Prohibit the use of content codings that don't provide byte-for-byte equivalence

[LPardue]

Section 5 of Unencoded-Digest explains the considerations related to content codings that don't produce a byte-for-byte equivalent output after decode; see https://httpwg.org/http-extensions/draft-ietf-httpbis-unencoded-digest.html#section-5

Since the success of this protocol hinges on correct validation, a poor choice of content coding could lead to unanticipated failures.

To mitigate that, it probably makes the most sense for this document to normatively prohibit the use of any such content codings. I.E. MUST NOT use (and possibily even... or else the client MUST fail validation).

[mikewest]

Sure, it's reasonable to add that as a consideration here (though I suspect these encodings are not widely used, and unlikely to be a problem in practice...). Is the best we can do "REALLY SHOULD NOT use content encodings that don't provide byte-for-byte equivalence"? Or is there a list of encodings that we could actively fail upon encountering?

[LPardue]

AFAIK there is only one registered encoding that can act this way. However, content coding is an extension and there might be future issues that come down the line.

I think the answer might depend on the failure model and how easy it is to detect issues. If some new content-encoding is invented and unwittingly enabled for some subset of traffic leading to intermittent or hard to detect issues that's a bit different to turning the new thing on and seeing 100% of a canary trial failing and backing it out immediately.

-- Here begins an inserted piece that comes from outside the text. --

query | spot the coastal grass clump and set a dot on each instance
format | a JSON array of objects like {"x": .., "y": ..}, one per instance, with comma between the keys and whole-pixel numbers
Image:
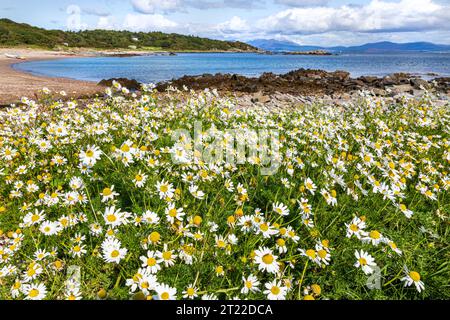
[{"x": 113, "y": 198}]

When this issue was discussed on the Unencoded-Digest draft (httpwg/http-extensions#3339), the only example of registered content coding [1] offered was exi, defined in https://www.w3.org/TR/exi/. A quick AI-powered check indicates no browsers implement it (and given its age, maybe they never will).

Perhaps this ecosystem allows us to be more proscriptive on client requirements? For example, if it expects to load a resource using signature integrity don't offer problematic encoding in the first place.

Regarding reporting, I'm not familiar enough to know if the details of the Content-Encoding would be availble in the "network error".

[1] - https://www.iana.org/assignments/http-parameters/http-parameters.xhtml#content-coding

[LPardue]

If we were to use a crystal ball, one might imagine that the proposed benefits of EXI (efficient XML) might be sought out for the Agent-based future wrt JavaScript-oriented stuff. I'm recallign some of the work in TC39 on Binary AST several years back (https://blog.cloudflare.com/binary-ast). Or maybe BSON etc. However, that model pushes the compression into the content itself, rather than as an HTTP layer content coding.

I'm not sure the probability we'd ever see a non byte-for-byte content coding that would get uptake in this space.